The trouble started when my dentist suggested a more convenient way to get my teeth cleaned. Convenience is pretty much the source of every trouble, if you take a generous enough view of “the source”. Here the proximate cause was that getting my teeth cleaned is a thing to do, while the modern efficient society requires that we be doing at least four or twelve things at once, and my willingness to just hang about and be there left him unnerved. What other things could I be doing that I wasn’t? I suggested I could also stare intently at the bird feeder which has been occupied by a squirrel for six years straight and which is bending over under the accumulated mass of squirrel, but he didn’t think that enough.
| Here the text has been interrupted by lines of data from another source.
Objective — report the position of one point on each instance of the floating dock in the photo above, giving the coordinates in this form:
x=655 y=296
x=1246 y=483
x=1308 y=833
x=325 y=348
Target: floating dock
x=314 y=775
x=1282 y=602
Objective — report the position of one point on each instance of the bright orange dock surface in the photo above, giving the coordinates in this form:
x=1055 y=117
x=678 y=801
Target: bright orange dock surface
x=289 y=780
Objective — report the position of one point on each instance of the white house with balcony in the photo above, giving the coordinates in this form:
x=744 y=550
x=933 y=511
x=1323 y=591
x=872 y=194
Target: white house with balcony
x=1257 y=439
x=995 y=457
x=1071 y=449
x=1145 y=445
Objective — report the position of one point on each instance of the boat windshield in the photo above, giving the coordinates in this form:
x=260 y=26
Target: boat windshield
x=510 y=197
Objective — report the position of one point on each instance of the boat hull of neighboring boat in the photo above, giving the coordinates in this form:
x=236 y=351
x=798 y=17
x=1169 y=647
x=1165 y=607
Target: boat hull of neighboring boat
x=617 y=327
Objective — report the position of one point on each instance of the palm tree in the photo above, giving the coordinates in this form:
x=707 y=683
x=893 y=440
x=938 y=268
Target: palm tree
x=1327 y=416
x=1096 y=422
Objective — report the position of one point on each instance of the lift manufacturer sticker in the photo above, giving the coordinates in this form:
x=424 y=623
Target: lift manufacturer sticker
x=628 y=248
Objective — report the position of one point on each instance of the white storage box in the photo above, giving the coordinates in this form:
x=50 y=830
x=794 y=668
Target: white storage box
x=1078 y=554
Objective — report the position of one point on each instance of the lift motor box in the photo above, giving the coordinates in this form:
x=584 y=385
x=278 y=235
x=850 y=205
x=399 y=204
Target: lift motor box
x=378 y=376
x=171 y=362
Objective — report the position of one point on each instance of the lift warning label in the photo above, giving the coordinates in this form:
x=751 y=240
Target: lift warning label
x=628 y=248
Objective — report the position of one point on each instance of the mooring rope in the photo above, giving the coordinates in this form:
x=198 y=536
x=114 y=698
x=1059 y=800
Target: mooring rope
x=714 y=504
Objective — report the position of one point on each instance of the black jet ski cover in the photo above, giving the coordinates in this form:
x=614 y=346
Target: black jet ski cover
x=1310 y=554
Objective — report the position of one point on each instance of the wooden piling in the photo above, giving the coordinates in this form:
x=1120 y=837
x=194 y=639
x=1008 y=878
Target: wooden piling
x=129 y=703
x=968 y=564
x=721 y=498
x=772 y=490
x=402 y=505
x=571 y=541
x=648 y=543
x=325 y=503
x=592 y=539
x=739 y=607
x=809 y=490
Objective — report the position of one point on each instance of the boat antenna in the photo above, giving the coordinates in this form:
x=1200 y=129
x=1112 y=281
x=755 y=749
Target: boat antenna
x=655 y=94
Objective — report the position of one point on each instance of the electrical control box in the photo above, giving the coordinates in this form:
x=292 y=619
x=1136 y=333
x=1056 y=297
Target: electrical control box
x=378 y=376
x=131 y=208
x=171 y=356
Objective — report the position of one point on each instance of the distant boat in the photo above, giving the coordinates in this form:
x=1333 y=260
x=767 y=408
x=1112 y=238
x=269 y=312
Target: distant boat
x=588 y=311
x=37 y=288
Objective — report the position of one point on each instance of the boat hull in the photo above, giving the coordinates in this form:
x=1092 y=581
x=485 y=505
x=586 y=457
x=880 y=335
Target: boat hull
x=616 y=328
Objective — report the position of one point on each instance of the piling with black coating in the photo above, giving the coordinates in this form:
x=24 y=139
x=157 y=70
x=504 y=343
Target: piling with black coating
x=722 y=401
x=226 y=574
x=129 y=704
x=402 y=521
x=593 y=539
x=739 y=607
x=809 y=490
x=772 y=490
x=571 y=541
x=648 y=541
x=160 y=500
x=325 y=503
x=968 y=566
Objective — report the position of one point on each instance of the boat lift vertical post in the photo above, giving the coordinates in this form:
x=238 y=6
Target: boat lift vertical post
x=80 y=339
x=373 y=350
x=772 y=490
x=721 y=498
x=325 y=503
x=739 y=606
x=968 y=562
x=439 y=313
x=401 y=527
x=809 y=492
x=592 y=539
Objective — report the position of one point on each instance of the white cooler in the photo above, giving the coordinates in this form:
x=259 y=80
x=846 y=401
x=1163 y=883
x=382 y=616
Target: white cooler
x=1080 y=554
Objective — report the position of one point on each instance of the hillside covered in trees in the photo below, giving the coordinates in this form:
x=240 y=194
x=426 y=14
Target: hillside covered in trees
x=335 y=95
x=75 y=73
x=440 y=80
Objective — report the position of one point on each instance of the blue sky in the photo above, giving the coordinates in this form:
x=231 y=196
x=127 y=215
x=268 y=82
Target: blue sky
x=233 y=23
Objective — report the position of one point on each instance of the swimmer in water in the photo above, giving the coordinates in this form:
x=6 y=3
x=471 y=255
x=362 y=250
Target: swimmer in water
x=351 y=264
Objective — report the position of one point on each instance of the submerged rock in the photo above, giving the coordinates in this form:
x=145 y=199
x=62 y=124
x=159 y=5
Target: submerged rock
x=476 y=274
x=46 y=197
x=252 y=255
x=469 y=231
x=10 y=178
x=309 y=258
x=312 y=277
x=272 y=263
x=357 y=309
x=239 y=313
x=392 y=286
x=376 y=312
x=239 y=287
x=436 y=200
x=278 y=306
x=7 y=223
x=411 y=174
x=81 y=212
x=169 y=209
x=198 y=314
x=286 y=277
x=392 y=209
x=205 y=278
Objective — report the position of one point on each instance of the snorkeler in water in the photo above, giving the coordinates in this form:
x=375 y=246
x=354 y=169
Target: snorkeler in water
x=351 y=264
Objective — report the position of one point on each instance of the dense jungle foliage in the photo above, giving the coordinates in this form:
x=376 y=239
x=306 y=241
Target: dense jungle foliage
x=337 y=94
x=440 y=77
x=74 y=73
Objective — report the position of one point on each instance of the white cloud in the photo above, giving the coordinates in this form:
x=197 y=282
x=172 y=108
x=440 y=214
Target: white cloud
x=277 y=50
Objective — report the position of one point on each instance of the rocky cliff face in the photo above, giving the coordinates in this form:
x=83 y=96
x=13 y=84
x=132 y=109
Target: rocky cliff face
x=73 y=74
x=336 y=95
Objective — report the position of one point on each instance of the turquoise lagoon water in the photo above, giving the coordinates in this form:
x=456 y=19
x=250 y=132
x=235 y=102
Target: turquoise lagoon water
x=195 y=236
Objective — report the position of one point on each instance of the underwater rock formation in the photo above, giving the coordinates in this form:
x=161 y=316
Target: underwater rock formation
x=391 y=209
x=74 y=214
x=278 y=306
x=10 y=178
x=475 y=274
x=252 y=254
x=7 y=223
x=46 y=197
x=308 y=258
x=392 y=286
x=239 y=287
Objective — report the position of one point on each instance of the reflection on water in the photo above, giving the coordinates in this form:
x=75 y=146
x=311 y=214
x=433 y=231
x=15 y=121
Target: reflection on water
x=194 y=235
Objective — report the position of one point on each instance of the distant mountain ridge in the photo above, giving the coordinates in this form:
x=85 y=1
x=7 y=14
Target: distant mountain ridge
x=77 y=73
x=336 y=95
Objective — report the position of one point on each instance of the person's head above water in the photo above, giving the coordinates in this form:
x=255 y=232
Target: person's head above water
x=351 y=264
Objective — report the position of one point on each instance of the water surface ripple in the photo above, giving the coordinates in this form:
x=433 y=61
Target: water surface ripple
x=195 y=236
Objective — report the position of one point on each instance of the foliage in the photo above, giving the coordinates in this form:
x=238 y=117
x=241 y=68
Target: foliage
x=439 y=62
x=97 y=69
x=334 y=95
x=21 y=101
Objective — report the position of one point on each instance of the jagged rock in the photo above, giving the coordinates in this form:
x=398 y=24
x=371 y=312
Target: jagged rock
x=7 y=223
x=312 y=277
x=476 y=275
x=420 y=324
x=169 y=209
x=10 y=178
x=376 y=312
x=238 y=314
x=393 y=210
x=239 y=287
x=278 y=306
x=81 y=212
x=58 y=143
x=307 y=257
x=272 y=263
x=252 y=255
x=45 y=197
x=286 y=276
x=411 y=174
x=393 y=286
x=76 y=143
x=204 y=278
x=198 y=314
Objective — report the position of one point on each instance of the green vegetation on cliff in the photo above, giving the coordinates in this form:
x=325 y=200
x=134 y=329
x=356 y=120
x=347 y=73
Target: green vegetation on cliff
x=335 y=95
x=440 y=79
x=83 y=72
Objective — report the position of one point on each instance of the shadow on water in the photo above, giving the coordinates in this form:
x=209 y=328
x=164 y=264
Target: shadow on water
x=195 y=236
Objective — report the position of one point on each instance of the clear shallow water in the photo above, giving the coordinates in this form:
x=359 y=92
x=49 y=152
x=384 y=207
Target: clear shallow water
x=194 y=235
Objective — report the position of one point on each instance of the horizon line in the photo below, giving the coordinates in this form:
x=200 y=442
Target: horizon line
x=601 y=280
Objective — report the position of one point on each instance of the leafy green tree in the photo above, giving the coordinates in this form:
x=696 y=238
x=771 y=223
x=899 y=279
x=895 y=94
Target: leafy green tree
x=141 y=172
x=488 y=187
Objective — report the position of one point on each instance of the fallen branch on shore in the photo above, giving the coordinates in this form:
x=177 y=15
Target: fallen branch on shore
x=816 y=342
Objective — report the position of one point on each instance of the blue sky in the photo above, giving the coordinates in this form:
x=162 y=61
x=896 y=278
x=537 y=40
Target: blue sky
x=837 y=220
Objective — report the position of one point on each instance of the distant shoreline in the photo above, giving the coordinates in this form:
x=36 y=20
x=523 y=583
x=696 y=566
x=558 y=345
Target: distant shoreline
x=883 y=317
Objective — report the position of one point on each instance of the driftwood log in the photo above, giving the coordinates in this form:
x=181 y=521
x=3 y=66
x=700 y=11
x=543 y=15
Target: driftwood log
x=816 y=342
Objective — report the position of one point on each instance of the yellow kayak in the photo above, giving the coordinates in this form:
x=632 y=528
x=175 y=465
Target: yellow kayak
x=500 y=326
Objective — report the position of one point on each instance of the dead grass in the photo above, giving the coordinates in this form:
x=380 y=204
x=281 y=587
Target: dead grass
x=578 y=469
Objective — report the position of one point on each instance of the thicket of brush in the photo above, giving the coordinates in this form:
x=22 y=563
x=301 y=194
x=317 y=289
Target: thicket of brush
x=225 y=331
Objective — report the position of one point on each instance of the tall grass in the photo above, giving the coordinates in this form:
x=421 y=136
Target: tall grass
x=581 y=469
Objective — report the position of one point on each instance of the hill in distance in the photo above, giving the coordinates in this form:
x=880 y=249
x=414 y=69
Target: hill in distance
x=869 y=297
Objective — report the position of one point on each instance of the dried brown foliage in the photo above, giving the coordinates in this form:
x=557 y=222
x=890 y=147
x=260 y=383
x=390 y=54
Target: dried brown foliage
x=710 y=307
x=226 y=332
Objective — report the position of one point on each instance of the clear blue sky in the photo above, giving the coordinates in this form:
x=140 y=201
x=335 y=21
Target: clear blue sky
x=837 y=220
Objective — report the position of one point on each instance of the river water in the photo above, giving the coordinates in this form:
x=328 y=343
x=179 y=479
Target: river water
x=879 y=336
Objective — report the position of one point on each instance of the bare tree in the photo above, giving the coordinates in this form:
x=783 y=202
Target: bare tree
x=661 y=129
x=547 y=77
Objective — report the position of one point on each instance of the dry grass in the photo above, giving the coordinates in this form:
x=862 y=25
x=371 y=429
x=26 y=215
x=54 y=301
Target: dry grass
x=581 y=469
What he suggested was that I could have him pop my mouth out, leave it there for him to clean efficiently, and I could go off to the mall or to a movie or to poke onto the Internet where I could find a thing and make fun of it digitally. I was skeptical, but he pointed out that it’s much easier to clean the back teeth if there aren’t all that front cheek in the way and if he doesn’t have to go around my mouth, and I figured I wasn’t expecting to say much of anything that day anyway, so I agreed. Of course, I used a series of head-bobbings to indicate approval, lest he think I wasn’t taking him seriously.

You’d think the first thing to worry about after he popped my mouth out was how it’d leave my moustache just hanging there. You’d be right, but then I went and did something foolish. I pretty near always go for fast food right after a dentist’s visit, dating back to when my father always took us kids to White Castle after the dentist cleaned our teeth, because my father wanted to be sure we grew up appreciating the inherent absurdity of life. So I rode over to the Burger King where the cashier once complimented my accent and sought reassurance that I don’t think Michigan accents sound funny and proceeded through a series of grunts and pointing at menu placemats to convince the cashier that I was late for the breakfast service. There’s a happy ending, though, since they had the cheesey omelette wraps left over.

There was something like forty minutes left, so I went over to the mall where I found stuff and looked at it manually. That went about like you’d expect, although outside the gourmet popcorn place I realized I had to cough pretty badly, and the gourmet popcorn cashier would only do it if we rang it up as a sale of a small bag of bacon-guacamole glazed popcorn. I’m glad I didn’t eat any either.

I got back to the dentist’s a little bit early because I was sure I was running late, and that’s the only way I get anywhere on time. He had this apologetic look and had me read over a brochure on fire safety while he tried to edge out of the room. They had got a little busy too, what with it being the modern age, and realized they were none too sure where my mouth had got to. This was no joke; they even showed me all the cupboards and we checked even the annoying drawers you have to kneel on the floor to see, and it just wasn’t there.

They’re sorry, of course, and you might imagine they would be, but they were able to set me up with a loaner mouth in order that I could bite people who needed it. And meanwhile the dental insurance company is pretty sure that if my mouth goes two weeks without appearing they can swing to buy me a permanent replacement. There’ve been some great upgrades available the last couple of years — stuff with polymers that sounds so great because I used to read a lot of pop science books from the 60s when polymers sounded really great, sabre teeth, micro-lasers so I could read a compact disc just by licking it — and I have to say, at this point I’m kind of hoping they don’t find it. It’s a weird state to be in, isn’t it?